Pohle T, Domschke W
Department of Medicine B, University of Münster, Germany.
Langenbecks Arch Surg. 2000 Aug;385(5):317-23. doi: 10.1007/s004230000139.
Symptomatic esophageal reflux affects a large number of individuals. Many find relief by avoiding trigger substances such as coffee or sweets; in other cases, lifestyle modifications do not suffice and drug treatment is necessary for symptom control. An adequate classification of gastroesophageal reflux disease (GERD) is currently lacking; esophagitis can be graded according to Savary and Miller or the more recent metaplasia ulcer stricture erosions (MUSE) classification.
The control of symptoms should be achieved in all patients: in addition, if esophagitis is present, the healing of erosions/ulcers as well as the prevention of further complications, such as strictures, hemorrhage, Barrett's esophagus or ulceration, must be accomplished. SHORT-TERM TREATMENT: In the case of rare symptoms, control might be achieved by lifestyle modifications and by antacids or mucosal protectants taken on demand. In the case of continuous symptoms or signs of esophagitis, effective inhibition of gastric acid secretion with proton pump inhibitors (PPIs) is necessary in many patients.
After discontinuation of medical therapy, almost all patients with esophagitis will experience a relapse within 30 weeks. The regimen offering the highest rate of remission in these patients is the one that induced remission in the first place. Reduction of PPI dose or a switch to H2 receptor antagonists increases the rate of relapse. RISKS OF LONG-TERM TREATMENT: Long-term acid suppressive therapy, as with the use of PPIs, may lead to hypergastrinemia, a situation in which the endocrine cells of the stomach may proliferate. In the presence of Helicobacter pylori infection, PPIs are more efficient in healing esophagitis; however, the occurrence of gastric mucosal atrophy, a potentially pre-cancerous condition, has been described.
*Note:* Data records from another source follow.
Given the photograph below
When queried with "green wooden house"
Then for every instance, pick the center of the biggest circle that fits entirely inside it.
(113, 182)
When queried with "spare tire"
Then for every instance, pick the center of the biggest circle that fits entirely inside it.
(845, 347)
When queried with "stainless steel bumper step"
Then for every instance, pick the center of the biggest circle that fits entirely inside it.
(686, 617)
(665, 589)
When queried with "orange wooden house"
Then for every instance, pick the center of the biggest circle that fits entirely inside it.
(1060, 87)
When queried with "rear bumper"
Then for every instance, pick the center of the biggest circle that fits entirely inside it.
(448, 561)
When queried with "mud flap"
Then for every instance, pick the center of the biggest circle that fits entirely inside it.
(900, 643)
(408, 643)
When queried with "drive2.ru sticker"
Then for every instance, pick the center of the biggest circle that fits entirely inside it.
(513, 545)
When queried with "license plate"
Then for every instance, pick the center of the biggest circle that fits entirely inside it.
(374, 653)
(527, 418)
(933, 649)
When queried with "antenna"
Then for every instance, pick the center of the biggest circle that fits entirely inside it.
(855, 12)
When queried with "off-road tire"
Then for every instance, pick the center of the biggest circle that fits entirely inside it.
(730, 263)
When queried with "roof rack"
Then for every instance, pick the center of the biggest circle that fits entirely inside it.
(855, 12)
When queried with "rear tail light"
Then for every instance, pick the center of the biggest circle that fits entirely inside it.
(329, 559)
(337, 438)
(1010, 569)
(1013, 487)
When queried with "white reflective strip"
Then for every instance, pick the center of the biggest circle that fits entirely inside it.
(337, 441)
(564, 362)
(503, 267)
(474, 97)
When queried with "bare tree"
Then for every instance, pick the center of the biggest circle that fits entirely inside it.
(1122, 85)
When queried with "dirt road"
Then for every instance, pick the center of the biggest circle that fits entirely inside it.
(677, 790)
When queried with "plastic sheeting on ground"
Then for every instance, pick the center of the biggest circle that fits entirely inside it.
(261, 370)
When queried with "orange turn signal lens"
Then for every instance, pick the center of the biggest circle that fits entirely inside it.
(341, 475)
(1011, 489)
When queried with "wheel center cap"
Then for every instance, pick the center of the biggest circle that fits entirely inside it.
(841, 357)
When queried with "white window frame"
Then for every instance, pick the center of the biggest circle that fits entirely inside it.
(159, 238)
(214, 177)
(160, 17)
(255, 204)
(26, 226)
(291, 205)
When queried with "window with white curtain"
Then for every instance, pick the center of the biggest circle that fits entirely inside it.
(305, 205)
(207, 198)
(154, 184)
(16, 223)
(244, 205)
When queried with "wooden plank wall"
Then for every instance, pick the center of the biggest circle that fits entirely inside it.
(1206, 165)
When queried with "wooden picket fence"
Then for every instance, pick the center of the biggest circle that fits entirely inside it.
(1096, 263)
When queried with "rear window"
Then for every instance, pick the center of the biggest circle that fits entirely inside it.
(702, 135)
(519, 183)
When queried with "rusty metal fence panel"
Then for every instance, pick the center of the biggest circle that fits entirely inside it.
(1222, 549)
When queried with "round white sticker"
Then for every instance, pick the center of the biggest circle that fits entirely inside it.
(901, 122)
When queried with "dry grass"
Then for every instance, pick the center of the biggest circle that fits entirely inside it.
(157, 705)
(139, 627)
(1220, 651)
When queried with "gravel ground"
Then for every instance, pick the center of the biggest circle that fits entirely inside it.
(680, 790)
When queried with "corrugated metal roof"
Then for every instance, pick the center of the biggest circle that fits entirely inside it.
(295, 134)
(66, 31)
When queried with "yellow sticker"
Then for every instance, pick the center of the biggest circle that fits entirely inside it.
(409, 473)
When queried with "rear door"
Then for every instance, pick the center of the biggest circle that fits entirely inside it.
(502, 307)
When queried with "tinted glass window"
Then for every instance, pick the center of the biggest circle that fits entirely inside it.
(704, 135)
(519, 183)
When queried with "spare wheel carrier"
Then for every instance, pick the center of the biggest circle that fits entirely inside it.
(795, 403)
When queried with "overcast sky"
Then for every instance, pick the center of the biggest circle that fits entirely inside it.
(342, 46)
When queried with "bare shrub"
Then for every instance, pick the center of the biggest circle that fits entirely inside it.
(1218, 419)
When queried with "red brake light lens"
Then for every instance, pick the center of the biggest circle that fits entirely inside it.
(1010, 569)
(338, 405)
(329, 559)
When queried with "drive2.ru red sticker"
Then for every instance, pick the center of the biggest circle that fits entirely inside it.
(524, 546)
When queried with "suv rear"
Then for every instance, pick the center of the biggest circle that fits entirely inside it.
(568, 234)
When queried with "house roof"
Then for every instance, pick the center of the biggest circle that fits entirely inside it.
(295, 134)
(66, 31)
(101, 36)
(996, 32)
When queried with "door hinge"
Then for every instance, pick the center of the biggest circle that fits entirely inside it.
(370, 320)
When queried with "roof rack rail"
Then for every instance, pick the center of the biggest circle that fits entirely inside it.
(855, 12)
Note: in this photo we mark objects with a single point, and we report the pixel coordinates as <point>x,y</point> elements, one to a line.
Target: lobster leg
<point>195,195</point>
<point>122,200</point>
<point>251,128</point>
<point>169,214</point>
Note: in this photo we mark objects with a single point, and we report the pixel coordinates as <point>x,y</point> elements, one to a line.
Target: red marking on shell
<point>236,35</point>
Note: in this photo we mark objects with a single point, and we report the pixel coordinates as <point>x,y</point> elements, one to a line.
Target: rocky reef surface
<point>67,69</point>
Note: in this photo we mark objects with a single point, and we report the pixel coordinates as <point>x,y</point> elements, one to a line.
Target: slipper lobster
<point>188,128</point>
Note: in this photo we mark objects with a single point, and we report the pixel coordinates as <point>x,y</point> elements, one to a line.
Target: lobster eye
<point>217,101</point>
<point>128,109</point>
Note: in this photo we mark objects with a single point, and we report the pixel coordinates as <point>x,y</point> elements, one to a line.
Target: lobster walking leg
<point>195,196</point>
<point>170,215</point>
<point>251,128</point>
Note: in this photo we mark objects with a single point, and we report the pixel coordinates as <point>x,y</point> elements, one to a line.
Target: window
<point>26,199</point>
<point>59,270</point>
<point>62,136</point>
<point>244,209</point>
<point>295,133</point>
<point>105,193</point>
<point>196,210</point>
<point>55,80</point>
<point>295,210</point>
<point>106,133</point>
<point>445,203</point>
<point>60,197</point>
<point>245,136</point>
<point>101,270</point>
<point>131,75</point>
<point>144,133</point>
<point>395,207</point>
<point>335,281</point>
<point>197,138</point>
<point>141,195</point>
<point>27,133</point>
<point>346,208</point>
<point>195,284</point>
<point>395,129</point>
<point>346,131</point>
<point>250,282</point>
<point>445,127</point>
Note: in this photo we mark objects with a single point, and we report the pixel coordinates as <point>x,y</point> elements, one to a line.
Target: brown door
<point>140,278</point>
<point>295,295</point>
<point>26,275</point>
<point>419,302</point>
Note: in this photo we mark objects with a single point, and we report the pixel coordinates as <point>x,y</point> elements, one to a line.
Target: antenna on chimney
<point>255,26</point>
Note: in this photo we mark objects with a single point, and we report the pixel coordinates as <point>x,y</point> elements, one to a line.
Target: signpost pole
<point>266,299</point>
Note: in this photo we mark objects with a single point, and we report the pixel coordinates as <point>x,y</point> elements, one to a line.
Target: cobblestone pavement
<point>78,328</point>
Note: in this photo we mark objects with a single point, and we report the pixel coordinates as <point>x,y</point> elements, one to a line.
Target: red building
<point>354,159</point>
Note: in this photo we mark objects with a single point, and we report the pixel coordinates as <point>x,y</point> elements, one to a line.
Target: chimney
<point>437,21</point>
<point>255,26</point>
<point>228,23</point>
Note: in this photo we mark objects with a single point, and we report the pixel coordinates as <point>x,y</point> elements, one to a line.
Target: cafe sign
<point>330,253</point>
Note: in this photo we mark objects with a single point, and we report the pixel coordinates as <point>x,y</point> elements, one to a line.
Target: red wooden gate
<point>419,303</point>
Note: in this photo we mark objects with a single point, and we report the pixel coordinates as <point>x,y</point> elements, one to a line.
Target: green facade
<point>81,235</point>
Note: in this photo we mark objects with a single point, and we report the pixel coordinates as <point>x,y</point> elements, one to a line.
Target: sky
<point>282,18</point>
To date, however, no case of gastric cancer or endocrine neoplasia associated with PPI treatment has been documented; gastric mucosal atrophy is more likely to result from H. pylori infection and gastric carcinoid formation needs a genetic predisposition, such as multiple endocrine neoplasia (MEN) type I.
Most cases of GERD can be effectively treated by non-surgical measures; in patients presenting with warning symptoms or persistent heartburn, endoscopy of the upper gastrointestinal tract is mandatory. Long-term use of PPIs seems to be a safe and efficient treatment for GERD. For the prevention of relapse, similar doses are needed as for the induction of remission in reflux esophagitis.
有症状的食管反流影响着大量人群。许多人通过避免食用触发物质如咖啡或甜食来缓解症状;在其他情况下,生活方式的改变并不足够,症状控制需要药物治疗。目前尚缺乏对胃食管反流病(GERD)的充分分类;食管炎可根据Savary和Miller分类法或更新的化生、溃疡、狭窄、糜烂(MUSE)分类法进行分级。
所有患者都应实现症状控制:此外,如果存在食管炎,必须实现糜烂/溃疡的愈合以及预防进一步的并发症,如狭窄、出血、巴雷特食管或溃疡形成。
对于症状罕见的情况,可通过生活方式的改变以及按需服用抗酸剂或黏膜保护剂来实现控制。对于持续症状或食管炎体征的情况,许多患者需要使用质子泵抑制剂(PPI)有效抑制胃酸分泌。
停止药物治疗后,几乎所有食管炎患者在30周内都会复发。在这些患者中缓解率最高的治疗方案是最初诱导缓解的方案。降低PPI剂量或改用H2受体拮抗剂会增加复发率。
长期抑酸治疗,如使用PPI,可能导致高胃泌素血症,即胃内分泌细胞可能增殖的情况。在存在幽门螺杆菌感染的情况下,PPI在愈合食管炎方面更有效;然而,已经描述了胃黏膜萎缩这种潜在的癌前状况。然而,迄今为止,尚无与PPI治疗相关的胃癌或内分泌肿瘤的病例记录;胃黏膜萎缩更可能由幽门螺杆菌感染引起,胃类癌的形成需要遗传易感性,如I型多发性内分泌肿瘤(MEN)。
大多数GERD病例可通过非手术措施有效治疗;对于出现警示症状或持续性烧心的患者,必须进行上消化道内镜检查。长期使用PPI似乎是治疗GERD的安全有效方法。为预防复发,所需剂量与诱导反流性食管炎缓解时相似。